Interview with Peternelle Van Arsdale, Author of The Beast Is An Animal

My interview with  Peternelle Van Arsdale,  young adult author of The Beast is an Animal. 

The Beast Is an Animal is an eerie, compelling, wholly original tale of far-flung villages, dark woods, and creatures that hunt in the night. It’s also a deeply human story about a girl finding her way in a world that is ugly and beautiful, good and bad—and discovering the same within herself.

Where did the idea for The Beast Is an Animal come from?

The prologue is really where it all started—however the prologue was actually written for a very different novel. I’d planned the prologue as a way of explaining the backstory of two characters. When I wrote it in the style of a classic fairy tale, I found the voice that I should have been writing in all along. Then the rest of the novel flowed from there. In addition to the fairy tales of the Brothers Grimm—which to me are far more about moral gray areas than they are about princesses—I was also inspired by the classic horror and gothic literature I inhaled as a child and young adult (particularly Bram Stoker’s Dracula and Charlotte Bronte’s Jane Eyre)

 Is it true you were, in part, inspired by Wales for your book? 
The mood and landscape were most definitely inspired by Wales. There is a particular scene in the novel that is directly drawn from my experience of the Welsh coastline. As a child I was obsessed with Wales—or an idea I had of it. I imagined rocky, misty, romantic coastlines, and that entranced me. When I was able to travel to Wales while I was working on The Beast Is an Animal, I discovered that it was all that and more. In coming up with the character names and places for the novel, I decided to choose Welsh names and words. So the village of farmers is named Gwenith, the village of shepherds is named Defaid, and the village that fishes is named Pysgod. That was one of my little nods of gratitude to beautiful Wales and the wonderfully welcoming Welsh people I met when I traveled there.

Which character in your book do you most identify with and why?*
That would have to be Alys, my protagonist. Alys desperately wants to be good and right, and she’s desperately afraid that she’s bad and wrong. I deeply empathize with that.

Your book is a very visual and I just read that the film rights have been snapped up by Amazon Studios. How do you feel about it becoming a film or series?
I’m thrilled and grateful, especially since the writing-directing team, Bert & Bertie, who’ve envisioned it as a film are so wonderfully creative and embracing of the moral complexity that I feel is such an essential aspect of the novel. After I spoke with them I felt like my novel was being granted an entirely new way of communicating itself—a way that I could never have dreamed of. I’m so excited to see what they do with it.

As an editor yourself and working in the publishing industry did your knowledge help or hinder you writing your debut novel? Or did it make it scarier?
In the writing, being an editor certainly has helped me. Although writing a novel is a very different thing from editing one, I edit myself very closely. There isn’t a sentence I write that I don’t also consider as an editor, and I try to be ruthless with myself. In the publishing process, my experience as an editor also helps--I know generally how the process works, so it’s not quite such a mystery to me. But as you say, it can also be scary, because I know how much can go wrong. As lucky as I feel, I don’t take anything for granted.

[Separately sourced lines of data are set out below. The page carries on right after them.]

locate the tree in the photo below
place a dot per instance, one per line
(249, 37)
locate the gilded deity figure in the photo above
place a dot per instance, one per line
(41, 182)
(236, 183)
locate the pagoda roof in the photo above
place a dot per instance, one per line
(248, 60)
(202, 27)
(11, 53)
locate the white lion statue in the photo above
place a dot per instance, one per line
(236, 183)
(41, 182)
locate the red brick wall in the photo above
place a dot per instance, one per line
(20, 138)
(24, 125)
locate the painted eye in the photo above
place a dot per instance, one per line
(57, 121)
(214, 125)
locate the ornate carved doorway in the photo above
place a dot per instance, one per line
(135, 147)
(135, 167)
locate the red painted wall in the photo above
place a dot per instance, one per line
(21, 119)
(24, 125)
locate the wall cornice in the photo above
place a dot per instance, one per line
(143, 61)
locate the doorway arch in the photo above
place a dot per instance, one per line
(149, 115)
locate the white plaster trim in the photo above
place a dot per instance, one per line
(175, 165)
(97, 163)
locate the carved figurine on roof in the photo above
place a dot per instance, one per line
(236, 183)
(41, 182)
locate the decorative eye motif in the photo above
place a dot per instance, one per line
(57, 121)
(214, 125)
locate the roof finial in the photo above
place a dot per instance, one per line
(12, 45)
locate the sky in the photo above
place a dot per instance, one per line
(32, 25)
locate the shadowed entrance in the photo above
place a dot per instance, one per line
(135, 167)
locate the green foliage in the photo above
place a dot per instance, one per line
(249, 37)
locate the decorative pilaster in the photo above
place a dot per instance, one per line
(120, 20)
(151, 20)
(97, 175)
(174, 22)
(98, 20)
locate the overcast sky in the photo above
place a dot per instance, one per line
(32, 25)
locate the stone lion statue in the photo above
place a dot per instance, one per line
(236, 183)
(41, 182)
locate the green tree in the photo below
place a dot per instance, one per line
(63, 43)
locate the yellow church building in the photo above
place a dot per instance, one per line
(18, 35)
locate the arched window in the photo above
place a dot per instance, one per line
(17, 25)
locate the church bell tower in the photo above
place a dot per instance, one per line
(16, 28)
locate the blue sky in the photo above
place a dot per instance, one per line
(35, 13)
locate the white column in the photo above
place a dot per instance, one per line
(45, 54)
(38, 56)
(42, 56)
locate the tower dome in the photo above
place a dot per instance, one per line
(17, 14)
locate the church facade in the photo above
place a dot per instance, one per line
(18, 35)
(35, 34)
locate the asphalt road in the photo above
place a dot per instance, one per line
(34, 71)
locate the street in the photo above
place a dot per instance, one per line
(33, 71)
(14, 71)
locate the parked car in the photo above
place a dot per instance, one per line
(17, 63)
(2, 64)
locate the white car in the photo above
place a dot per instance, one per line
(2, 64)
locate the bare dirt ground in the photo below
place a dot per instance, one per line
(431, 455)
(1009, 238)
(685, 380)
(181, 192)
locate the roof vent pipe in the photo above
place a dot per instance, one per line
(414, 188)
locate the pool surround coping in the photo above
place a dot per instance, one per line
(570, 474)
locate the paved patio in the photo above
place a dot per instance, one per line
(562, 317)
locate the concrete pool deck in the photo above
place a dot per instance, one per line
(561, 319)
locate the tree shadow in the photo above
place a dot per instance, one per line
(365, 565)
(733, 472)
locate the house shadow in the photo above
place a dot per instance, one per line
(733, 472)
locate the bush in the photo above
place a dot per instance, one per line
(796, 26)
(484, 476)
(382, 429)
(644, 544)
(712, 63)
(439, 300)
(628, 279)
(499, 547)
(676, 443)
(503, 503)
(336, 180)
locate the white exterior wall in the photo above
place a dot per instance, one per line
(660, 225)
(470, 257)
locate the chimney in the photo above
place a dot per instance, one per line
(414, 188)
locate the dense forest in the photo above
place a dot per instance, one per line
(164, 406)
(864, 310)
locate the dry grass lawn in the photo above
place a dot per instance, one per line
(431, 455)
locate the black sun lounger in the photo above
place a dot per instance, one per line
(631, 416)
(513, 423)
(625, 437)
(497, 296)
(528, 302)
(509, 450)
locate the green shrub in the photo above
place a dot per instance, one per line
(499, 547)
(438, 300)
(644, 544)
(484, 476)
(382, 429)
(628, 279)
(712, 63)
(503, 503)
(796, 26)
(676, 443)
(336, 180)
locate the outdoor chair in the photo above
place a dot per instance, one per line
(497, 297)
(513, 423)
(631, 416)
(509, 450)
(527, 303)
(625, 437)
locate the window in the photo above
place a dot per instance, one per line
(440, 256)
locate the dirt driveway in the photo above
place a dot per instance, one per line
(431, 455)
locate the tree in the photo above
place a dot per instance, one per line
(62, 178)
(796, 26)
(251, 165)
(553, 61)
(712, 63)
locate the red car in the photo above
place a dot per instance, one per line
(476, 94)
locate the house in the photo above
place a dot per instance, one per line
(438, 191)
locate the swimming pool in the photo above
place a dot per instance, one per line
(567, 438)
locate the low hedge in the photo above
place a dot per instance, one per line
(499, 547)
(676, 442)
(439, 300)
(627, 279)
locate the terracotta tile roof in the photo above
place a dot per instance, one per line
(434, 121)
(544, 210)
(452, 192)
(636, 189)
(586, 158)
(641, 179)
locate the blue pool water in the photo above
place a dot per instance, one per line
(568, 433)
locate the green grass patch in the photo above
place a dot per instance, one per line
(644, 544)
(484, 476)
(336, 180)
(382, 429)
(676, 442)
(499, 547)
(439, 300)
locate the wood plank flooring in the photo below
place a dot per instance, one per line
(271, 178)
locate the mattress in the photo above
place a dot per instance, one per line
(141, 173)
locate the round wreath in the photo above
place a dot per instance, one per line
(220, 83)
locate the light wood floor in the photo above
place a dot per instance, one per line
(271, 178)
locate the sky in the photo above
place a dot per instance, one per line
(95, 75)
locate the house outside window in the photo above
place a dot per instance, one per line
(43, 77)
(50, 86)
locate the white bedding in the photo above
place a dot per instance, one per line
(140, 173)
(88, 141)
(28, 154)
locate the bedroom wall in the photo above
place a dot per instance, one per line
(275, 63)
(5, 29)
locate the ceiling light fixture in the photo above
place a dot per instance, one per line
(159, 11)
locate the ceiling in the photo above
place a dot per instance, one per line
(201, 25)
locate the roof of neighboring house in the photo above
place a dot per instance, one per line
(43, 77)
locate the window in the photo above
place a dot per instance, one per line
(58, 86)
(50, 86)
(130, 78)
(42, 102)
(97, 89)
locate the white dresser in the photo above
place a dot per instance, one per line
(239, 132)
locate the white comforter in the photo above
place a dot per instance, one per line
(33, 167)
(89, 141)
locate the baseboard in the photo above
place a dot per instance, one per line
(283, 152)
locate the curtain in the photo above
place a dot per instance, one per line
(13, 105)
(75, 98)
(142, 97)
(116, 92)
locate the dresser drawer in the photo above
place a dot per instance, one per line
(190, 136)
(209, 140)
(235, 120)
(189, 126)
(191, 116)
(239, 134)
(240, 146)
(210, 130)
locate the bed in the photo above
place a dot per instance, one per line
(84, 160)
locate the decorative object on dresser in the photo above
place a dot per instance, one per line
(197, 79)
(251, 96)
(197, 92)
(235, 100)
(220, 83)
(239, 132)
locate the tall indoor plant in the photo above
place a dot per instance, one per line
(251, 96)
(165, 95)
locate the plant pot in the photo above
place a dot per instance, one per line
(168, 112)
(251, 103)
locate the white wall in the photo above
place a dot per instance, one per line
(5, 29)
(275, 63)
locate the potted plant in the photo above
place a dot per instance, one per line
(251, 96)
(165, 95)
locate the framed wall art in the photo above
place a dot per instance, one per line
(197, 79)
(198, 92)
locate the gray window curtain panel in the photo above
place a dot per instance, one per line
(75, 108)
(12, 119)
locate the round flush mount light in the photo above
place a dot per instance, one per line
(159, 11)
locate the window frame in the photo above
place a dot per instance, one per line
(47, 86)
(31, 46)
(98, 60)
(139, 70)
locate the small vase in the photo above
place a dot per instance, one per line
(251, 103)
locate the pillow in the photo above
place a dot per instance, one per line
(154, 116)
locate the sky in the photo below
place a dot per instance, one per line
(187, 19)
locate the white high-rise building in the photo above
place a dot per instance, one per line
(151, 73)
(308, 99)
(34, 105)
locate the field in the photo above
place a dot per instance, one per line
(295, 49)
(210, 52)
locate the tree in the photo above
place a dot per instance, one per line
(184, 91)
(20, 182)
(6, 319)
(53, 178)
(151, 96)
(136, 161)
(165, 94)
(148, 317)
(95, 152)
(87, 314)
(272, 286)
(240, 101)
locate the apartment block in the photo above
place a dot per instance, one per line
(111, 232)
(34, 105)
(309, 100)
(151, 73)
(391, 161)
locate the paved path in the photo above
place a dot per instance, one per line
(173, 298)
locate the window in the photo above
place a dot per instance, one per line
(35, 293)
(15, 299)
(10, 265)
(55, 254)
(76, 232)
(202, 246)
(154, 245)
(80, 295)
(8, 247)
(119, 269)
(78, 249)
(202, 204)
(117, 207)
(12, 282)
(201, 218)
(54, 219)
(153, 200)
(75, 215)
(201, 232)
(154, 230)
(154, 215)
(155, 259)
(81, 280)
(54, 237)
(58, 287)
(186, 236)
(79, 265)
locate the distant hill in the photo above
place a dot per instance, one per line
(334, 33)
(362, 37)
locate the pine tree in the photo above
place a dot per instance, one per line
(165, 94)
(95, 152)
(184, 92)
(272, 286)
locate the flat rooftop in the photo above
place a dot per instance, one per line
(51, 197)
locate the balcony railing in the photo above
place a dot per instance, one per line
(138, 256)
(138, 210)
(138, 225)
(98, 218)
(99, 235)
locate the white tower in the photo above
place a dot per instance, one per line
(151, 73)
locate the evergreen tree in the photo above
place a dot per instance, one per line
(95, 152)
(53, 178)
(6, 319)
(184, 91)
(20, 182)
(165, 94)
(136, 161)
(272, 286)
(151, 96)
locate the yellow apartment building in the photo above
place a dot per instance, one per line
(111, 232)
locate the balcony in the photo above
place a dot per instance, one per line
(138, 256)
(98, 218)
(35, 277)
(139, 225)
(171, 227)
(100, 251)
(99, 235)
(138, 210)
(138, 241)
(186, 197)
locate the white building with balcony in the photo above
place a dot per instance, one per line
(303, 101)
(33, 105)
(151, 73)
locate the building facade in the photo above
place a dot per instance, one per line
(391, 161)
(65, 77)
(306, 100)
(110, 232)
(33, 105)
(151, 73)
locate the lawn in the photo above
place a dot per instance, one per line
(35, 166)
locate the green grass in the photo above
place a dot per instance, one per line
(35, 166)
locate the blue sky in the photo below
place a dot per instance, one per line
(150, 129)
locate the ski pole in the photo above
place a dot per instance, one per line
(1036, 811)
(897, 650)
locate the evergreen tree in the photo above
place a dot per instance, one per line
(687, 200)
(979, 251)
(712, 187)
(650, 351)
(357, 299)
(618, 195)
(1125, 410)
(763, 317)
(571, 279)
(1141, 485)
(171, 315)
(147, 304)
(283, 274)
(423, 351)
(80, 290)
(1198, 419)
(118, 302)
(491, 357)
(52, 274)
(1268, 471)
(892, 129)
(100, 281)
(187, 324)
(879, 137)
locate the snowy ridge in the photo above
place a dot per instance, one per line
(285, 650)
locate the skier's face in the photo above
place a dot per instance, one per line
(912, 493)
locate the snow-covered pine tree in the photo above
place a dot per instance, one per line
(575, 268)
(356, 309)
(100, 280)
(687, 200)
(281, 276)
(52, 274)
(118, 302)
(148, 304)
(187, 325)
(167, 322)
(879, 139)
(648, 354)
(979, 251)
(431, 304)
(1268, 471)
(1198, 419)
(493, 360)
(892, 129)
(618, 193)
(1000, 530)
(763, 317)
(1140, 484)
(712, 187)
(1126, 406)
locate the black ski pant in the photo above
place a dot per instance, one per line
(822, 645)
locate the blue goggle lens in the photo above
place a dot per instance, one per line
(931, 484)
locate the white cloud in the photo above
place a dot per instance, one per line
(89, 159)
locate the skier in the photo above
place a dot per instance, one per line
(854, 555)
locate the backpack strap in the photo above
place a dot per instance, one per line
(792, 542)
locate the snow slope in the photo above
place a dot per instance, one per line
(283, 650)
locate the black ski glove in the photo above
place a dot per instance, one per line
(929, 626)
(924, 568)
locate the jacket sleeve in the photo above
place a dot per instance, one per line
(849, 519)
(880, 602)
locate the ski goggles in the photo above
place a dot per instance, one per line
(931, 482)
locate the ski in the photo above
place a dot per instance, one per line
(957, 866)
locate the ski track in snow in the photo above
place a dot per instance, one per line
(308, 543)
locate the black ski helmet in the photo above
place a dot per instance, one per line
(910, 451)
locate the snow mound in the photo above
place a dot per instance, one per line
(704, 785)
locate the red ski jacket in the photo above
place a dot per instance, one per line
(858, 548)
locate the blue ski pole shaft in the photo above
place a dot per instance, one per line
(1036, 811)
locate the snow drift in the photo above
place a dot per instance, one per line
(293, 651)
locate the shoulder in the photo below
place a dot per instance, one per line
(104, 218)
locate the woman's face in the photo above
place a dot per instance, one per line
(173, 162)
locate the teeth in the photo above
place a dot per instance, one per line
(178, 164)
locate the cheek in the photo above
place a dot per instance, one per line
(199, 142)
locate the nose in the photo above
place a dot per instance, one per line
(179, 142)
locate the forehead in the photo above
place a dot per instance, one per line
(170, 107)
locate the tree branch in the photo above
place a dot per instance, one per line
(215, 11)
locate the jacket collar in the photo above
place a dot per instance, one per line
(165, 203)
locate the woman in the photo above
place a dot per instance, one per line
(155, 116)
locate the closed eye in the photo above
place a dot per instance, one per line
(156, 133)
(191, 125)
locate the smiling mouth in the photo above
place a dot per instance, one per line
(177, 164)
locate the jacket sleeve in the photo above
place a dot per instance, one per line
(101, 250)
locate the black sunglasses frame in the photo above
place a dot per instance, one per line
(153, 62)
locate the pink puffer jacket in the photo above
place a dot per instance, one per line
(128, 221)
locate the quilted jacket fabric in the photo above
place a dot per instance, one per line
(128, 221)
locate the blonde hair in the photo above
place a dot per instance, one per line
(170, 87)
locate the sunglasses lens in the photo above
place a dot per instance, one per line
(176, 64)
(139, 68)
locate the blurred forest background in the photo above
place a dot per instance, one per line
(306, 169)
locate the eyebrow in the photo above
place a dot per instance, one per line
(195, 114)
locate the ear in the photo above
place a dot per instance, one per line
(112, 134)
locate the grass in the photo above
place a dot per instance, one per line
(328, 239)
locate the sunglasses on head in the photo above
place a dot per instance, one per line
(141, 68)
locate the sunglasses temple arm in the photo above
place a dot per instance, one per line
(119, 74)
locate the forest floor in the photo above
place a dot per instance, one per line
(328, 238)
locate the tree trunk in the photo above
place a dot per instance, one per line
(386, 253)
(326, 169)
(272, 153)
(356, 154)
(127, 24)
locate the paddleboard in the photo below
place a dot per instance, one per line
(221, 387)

Working with mostly adult novels as an editor why did you want to write for the young adult market?*
That audience and time of life inspire me most—at least for the time being. I’m moved by the age when we are beginning to have adult concerns but still have the vulnerability to admit that we have no idea what we’re doing, who we are, and what’s right.

Did you pick up any tips or good advice from the authors you have previously worked with?
Oh, that’s such an interesting question. I absorbed a great deal. I’ve worked with authors with tremendous work ethics, who held down full-time jobs and took care of families while also writing books. So that’s certainly inspiring. And I’ve also learned to take criticism with grace. That is something all authors have to be able to do.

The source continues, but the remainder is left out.